In either case, official sector intervention is intended to help solve the

underlying market failure. In the case of misconduct risk, supervision seems particularly appropriate because its hardto-define and evolving nature likely prevent easy regulatory solutions. Though some rule-writing could help re-align incentives, such as those contemplated under Section 956 of the Dodd-Frank Act, misconduct risk can take many different forms. Essential drivers of culture and hence of misconduct risk, for example, relate to leadership and “tone from above,” areas that are inherently behavioral and qualitative in nature. It is useful to note that the need for a supervisory focus on employee misconduct and its underlying drivers dates back to the origins of bank supervision, and the early emphasis on the “responsibility and integrity” of bank managers and directors and its relationship “to public confidence.” 20 Part of the role of supervisors is to close gaps in the rules to advance safe and sound banking practices that support the sustained provision of financial services. Issues like misconduct risk and culture likely fall in these gaps because they involve the attitudes and norms that are required to have a functioning rule-based legal framework in the first place. It takes a ruleobeying culture—a culture of compliance—to make regulations effective.
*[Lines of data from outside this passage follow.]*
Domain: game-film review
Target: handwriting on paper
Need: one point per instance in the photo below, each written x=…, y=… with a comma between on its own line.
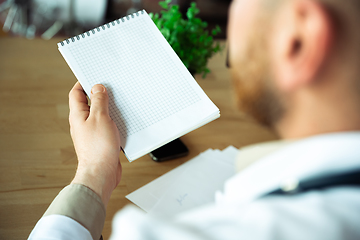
x=181, y=198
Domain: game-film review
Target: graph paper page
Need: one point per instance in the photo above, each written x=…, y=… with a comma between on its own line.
x=153, y=98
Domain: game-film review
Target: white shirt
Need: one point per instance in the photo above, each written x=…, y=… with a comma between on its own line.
x=239, y=213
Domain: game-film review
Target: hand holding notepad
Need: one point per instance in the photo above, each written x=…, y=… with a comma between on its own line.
x=153, y=97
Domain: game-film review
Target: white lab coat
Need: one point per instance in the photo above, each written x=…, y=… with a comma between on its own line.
x=241, y=213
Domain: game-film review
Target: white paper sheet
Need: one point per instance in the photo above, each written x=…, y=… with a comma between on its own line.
x=190, y=185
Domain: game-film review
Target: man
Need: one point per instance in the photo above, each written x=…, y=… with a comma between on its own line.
x=295, y=69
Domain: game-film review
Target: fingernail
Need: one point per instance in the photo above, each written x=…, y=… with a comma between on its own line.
x=97, y=88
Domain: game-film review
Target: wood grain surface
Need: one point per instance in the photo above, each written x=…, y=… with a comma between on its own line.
x=37, y=158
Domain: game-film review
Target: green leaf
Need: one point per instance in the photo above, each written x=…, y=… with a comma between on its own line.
x=164, y=4
x=187, y=35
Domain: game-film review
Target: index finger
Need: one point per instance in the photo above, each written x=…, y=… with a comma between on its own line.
x=78, y=103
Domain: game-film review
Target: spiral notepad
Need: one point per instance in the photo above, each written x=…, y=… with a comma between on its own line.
x=153, y=97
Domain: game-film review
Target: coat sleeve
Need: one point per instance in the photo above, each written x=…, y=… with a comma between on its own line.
x=78, y=203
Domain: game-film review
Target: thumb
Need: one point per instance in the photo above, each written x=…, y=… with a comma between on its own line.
x=99, y=100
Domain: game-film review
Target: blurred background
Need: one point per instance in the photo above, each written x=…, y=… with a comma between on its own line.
x=66, y=18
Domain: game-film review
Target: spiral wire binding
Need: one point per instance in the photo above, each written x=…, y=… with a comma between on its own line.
x=102, y=27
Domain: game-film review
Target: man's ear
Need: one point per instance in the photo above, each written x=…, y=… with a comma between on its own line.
x=300, y=43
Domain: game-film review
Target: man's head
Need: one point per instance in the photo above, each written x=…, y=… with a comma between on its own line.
x=291, y=56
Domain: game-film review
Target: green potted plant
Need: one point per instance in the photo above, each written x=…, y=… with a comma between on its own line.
x=187, y=36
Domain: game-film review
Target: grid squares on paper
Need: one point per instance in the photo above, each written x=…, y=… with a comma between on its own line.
x=143, y=82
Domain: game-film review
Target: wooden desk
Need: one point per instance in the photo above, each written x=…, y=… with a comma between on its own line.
x=37, y=158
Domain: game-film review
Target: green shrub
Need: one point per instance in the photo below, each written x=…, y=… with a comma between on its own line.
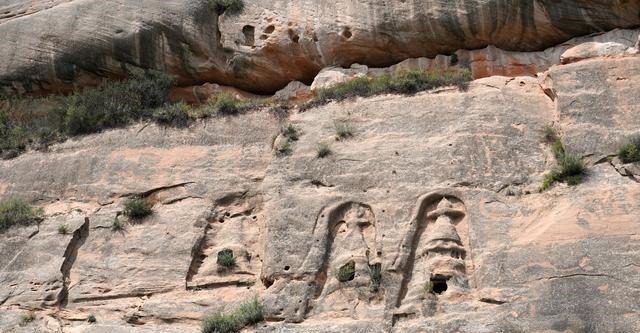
x=323, y=150
x=228, y=6
x=630, y=151
x=39, y=122
x=375, y=276
x=549, y=134
x=176, y=115
x=290, y=132
x=17, y=211
x=570, y=169
x=117, y=225
x=283, y=148
x=346, y=272
x=226, y=260
x=405, y=82
x=249, y=313
x=27, y=318
x=226, y=104
x=344, y=130
x=221, y=323
x=137, y=208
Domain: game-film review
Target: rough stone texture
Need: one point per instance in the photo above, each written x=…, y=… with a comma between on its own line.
x=47, y=46
x=514, y=259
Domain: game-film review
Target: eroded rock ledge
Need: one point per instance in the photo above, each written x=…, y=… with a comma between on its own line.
x=50, y=47
x=438, y=189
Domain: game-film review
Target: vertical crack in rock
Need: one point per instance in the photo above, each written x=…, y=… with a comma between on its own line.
x=197, y=255
x=70, y=255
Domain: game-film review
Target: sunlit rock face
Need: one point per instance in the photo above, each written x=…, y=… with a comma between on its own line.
x=51, y=46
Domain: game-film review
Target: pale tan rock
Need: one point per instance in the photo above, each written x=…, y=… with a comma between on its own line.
x=50, y=46
x=438, y=188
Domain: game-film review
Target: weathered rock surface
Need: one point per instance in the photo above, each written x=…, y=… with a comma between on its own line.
x=50, y=45
x=438, y=188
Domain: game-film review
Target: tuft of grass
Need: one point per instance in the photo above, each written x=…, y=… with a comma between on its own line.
x=405, y=82
x=346, y=272
x=630, y=151
x=17, y=211
x=226, y=104
x=283, y=148
x=228, y=6
x=38, y=122
x=344, y=130
x=226, y=260
x=323, y=150
x=290, y=132
x=117, y=225
x=137, y=208
x=570, y=169
x=249, y=313
x=27, y=318
x=549, y=134
x=175, y=115
x=375, y=277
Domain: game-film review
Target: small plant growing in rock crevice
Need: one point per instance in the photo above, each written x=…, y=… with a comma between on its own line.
x=323, y=150
x=375, y=276
x=344, y=130
x=226, y=260
x=570, y=169
x=283, y=148
x=248, y=313
x=117, y=225
x=27, y=318
x=228, y=6
x=630, y=151
x=346, y=272
x=137, y=208
x=17, y=211
x=290, y=132
x=549, y=134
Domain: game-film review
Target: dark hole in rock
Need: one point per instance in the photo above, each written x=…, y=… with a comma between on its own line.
x=249, y=35
x=293, y=36
x=438, y=284
x=346, y=33
x=346, y=272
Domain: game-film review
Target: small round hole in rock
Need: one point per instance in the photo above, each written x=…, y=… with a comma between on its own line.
x=438, y=284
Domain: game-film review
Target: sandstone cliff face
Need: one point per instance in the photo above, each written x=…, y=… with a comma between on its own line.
x=50, y=46
x=438, y=189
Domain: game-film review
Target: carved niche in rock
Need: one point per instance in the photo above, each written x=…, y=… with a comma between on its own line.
x=348, y=275
x=438, y=262
x=228, y=252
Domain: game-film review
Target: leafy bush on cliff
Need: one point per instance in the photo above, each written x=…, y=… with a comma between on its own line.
x=249, y=313
x=175, y=115
x=228, y=6
x=116, y=103
x=630, y=151
x=137, y=208
x=17, y=211
x=405, y=82
x=570, y=169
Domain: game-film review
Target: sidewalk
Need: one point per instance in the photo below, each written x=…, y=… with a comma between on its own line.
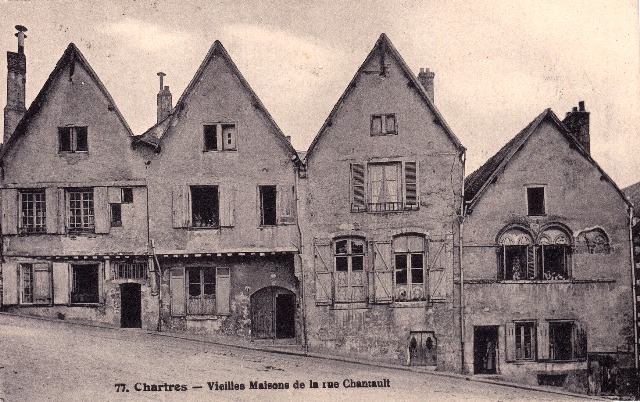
x=297, y=350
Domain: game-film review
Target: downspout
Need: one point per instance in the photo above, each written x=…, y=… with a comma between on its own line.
x=633, y=290
x=460, y=243
x=303, y=303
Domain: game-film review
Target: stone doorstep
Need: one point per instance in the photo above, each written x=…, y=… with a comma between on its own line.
x=298, y=351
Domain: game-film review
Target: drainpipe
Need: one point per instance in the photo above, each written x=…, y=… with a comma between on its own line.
x=460, y=243
x=303, y=303
x=633, y=290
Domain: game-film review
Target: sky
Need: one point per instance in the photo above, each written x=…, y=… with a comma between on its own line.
x=498, y=64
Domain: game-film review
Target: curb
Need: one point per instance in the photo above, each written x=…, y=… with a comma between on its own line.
x=324, y=356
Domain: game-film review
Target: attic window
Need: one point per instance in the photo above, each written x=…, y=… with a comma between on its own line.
x=383, y=124
x=73, y=139
x=219, y=137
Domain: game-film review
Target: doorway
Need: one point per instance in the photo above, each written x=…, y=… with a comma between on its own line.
x=485, y=346
x=130, y=305
x=273, y=312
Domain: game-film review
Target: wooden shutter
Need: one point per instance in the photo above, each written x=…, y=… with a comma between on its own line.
x=227, y=205
x=438, y=258
x=9, y=211
x=323, y=263
x=51, y=205
x=382, y=272
x=285, y=205
x=180, y=206
x=115, y=195
x=510, y=342
x=543, y=340
x=411, y=200
x=223, y=290
x=580, y=341
x=60, y=283
x=9, y=283
x=178, y=296
x=101, y=209
x=358, y=202
x=42, y=283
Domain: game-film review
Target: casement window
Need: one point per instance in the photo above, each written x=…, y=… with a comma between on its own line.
x=116, y=215
x=268, y=196
x=129, y=269
x=73, y=139
x=33, y=211
x=205, y=211
x=519, y=258
x=383, y=124
x=535, y=201
x=85, y=283
x=80, y=210
x=220, y=137
x=384, y=187
x=35, y=283
x=410, y=275
x=525, y=333
x=350, y=271
x=200, y=291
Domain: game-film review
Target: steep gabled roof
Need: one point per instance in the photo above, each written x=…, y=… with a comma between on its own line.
x=70, y=56
x=155, y=135
x=384, y=44
x=476, y=183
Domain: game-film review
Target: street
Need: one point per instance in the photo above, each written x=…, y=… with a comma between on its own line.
x=44, y=360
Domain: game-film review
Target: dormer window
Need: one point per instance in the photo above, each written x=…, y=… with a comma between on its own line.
x=73, y=139
x=219, y=137
x=383, y=124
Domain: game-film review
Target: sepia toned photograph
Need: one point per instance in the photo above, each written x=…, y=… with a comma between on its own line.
x=320, y=200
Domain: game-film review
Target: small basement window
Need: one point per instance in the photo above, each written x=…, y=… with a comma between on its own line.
x=535, y=201
x=267, y=205
x=73, y=139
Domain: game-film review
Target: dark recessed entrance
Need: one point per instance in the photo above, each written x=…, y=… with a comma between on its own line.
x=485, y=345
x=273, y=312
x=130, y=302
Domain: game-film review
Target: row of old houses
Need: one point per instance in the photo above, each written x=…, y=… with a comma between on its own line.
x=373, y=245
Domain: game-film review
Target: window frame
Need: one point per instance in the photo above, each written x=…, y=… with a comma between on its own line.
x=73, y=135
x=37, y=206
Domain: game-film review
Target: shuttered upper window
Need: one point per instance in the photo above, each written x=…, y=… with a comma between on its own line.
x=384, y=187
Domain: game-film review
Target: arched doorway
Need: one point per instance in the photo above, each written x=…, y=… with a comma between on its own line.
x=273, y=311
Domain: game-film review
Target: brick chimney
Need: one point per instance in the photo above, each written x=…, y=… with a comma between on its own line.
x=577, y=121
x=165, y=103
x=16, y=83
x=426, y=79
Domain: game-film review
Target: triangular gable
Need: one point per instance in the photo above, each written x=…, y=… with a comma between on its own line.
x=477, y=182
x=383, y=44
x=70, y=56
x=156, y=134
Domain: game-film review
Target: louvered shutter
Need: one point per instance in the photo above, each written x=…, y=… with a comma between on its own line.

This suggests rules are dependent upon culture, not a substitute for it. IV. Misconduct Risk as an Externality From a supervisory perspective, the potential for employee misconduct at one firm to impact the broader financial sector is a critical rationale for intervention. Incidents of serious misconduct have negative externalities, tarnishing the industry and even the regulatory community, reducing

20 An Act Supplementary to the Act to Incorporate the State Bank of Ohio, and Other Banking Companies, Chapter 299, Laws of the State of Ohio (January 6, 1846).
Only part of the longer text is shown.